Kaplan–Meier analysis of RFS and OS between the two groups. Before IPTW (a, b). After IPTW (c, d).

IPTW, inverse probability of treatment weighting; OS, overall survival; RFS, recurrence-free survival.

In the context of location of recurrence, most patients in both the groups predominantly experienced intrahepatic recurrence (Table 2). On the other hand, the proportion of patients with extrahepatic recurrence or a combination of intrahepatic and extrahepatic recurrence was similar (p=0.826).
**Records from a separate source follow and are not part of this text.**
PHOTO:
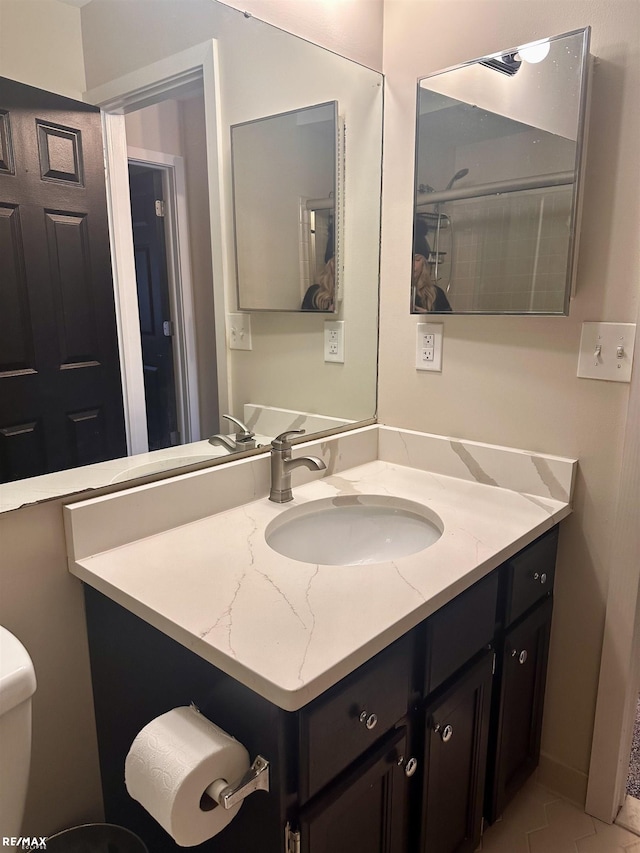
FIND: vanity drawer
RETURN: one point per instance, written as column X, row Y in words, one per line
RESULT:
column 459, row 630
column 529, row 575
column 343, row 723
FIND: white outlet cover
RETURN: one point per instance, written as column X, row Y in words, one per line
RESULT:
column 599, row 356
column 334, row 341
column 429, row 346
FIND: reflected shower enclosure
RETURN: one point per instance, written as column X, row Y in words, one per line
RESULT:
column 498, row 160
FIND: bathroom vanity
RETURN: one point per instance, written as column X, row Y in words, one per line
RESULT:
column 397, row 703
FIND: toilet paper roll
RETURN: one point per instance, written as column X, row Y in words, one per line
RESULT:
column 172, row 761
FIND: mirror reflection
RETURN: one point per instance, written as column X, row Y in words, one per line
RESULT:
column 214, row 69
column 284, row 192
column 498, row 161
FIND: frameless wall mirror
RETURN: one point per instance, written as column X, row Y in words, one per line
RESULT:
column 170, row 87
column 499, row 153
column 285, row 211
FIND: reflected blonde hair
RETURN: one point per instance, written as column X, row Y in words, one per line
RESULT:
column 326, row 281
column 424, row 288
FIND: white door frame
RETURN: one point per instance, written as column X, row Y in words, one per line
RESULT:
column 196, row 67
column 180, row 285
column 620, row 663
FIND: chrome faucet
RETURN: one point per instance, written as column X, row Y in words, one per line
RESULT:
column 282, row 464
column 243, row 439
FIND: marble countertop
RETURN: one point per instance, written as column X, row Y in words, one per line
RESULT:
column 290, row 630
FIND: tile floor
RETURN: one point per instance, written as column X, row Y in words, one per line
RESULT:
column 537, row 821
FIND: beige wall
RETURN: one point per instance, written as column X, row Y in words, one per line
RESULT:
column 41, row 45
column 511, row 380
column 352, row 28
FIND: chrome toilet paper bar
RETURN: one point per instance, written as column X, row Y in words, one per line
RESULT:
column 255, row 779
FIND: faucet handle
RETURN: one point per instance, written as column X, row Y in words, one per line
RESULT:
column 281, row 442
column 243, row 433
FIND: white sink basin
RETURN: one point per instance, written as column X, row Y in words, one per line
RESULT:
column 353, row 530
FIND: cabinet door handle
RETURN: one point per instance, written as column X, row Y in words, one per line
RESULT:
column 370, row 720
column 410, row 767
column 445, row 733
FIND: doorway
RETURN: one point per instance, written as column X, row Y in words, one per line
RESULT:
column 199, row 345
column 157, row 324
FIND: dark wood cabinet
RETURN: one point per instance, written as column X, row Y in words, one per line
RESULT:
column 366, row 810
column 407, row 753
column 455, row 756
column 517, row 719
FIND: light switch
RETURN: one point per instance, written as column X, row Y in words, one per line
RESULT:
column 429, row 346
column 239, row 328
column 606, row 351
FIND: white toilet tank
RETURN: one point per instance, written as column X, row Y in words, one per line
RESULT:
column 17, row 685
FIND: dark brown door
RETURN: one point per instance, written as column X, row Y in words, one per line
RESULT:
column 364, row 812
column 518, row 719
column 60, row 386
column 457, row 728
column 156, row 328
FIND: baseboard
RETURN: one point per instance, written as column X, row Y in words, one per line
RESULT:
column 629, row 815
column 569, row 783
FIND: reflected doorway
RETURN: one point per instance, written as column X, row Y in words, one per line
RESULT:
column 157, row 323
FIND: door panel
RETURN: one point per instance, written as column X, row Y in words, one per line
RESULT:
column 364, row 812
column 60, row 387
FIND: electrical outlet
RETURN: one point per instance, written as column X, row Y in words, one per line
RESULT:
column 429, row 346
column 334, row 340
column 239, row 331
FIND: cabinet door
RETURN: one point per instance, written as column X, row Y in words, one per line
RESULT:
column 515, row 737
column 457, row 727
column 364, row 811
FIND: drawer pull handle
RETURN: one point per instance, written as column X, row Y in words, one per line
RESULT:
column 445, row 733
column 370, row 720
column 410, row 767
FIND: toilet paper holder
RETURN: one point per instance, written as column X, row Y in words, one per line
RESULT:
column 255, row 779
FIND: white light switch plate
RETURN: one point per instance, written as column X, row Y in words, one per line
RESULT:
column 429, row 346
column 239, row 327
column 606, row 351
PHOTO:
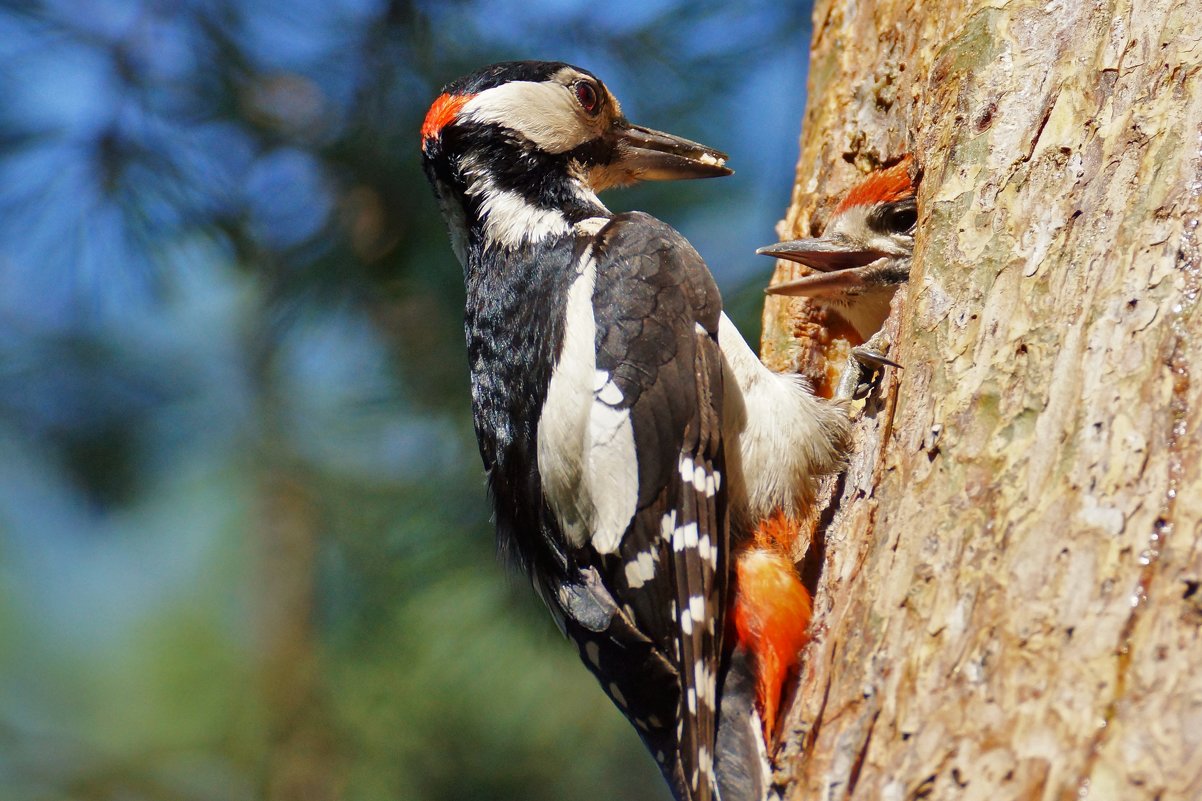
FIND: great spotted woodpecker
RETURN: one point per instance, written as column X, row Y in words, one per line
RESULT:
column 629, row 433
column 863, row 254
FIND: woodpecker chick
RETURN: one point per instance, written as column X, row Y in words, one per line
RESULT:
column 863, row 255
column 628, row 431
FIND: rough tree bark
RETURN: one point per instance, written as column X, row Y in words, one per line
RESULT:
column 1007, row 582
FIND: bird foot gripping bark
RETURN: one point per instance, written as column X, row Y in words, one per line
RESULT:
column 864, row 368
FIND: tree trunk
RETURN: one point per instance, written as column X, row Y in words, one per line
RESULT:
column 1009, row 601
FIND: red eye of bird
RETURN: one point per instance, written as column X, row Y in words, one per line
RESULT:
column 588, row 96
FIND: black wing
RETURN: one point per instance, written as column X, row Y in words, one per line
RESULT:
column 649, row 616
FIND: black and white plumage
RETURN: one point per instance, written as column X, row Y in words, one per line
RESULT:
column 606, row 387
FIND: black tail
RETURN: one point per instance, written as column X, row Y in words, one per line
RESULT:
column 741, row 761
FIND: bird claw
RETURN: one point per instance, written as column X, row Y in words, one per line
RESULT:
column 866, row 365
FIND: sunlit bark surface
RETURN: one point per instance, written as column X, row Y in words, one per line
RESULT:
column 1009, row 604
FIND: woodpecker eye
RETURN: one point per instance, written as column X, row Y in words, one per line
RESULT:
column 896, row 218
column 588, row 96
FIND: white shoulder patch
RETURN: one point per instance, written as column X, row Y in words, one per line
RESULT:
column 611, row 466
column 587, row 444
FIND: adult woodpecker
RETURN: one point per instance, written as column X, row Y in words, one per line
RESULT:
column 628, row 431
column 862, row 256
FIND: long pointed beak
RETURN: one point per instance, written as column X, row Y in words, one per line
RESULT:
column 823, row 254
column 833, row 284
column 643, row 154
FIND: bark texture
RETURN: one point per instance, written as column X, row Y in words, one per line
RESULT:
column 1009, row 603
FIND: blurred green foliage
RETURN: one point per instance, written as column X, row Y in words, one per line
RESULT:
column 244, row 546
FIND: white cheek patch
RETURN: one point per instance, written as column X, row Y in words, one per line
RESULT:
column 547, row 113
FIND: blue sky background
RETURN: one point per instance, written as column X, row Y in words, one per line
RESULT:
column 244, row 545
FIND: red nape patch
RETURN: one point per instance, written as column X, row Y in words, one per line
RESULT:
column 881, row 187
column 442, row 113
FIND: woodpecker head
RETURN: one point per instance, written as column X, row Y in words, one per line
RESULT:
column 863, row 254
column 518, row 150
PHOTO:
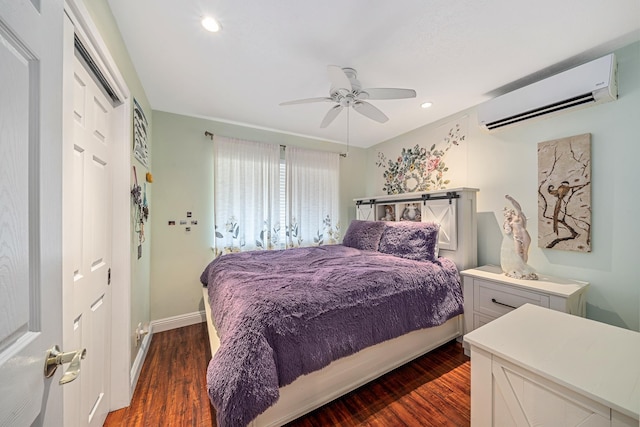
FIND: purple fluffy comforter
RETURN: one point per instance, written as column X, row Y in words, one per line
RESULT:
column 282, row 314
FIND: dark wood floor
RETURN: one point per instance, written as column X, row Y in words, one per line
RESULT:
column 433, row 390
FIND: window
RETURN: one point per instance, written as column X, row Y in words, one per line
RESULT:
column 264, row 200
With the exception of a few patients lost to follow-up, the remaining patients in the study received further treatment after recurrence. Furthermore, patients who experienced recurrence received similar rates of various treatments in both groups (p=0.805).

Table 2.

Location and treatment of recurrent hepatocellular carcinoma.

Outcome	Donafenib (N=49)	Control (N=147)	p
Total	14	72	–
Location of recurrence
Intrahepatic recurrence	10 (71.4%)	47 (65.3%)	0.826
Extrahepatic recurrence	3 (21.4%)	14 (19.4%)
Intra-plus extrahepatic	1 (7.2%)	11 (15.3%)
Treatment after recurrence			0.805
Repeat resection	1 (7.1%)	4 (5.6%)
Ablation	6 (42.9%)	21 (29.2%)
Systemic therapy (ICIs and/or TKIs)	4 (28.6%)	24 (33.3%)
Transarterial chemoembolization or plus systemic therapy	1 (7.1%)	12 (16.7%)
Radiotherapy plus systemic therapy	1 (7.1%)	3 (4.2%)
Others (no antitumor therapy or unknown)	1 (7.1%)	8 (11.1%)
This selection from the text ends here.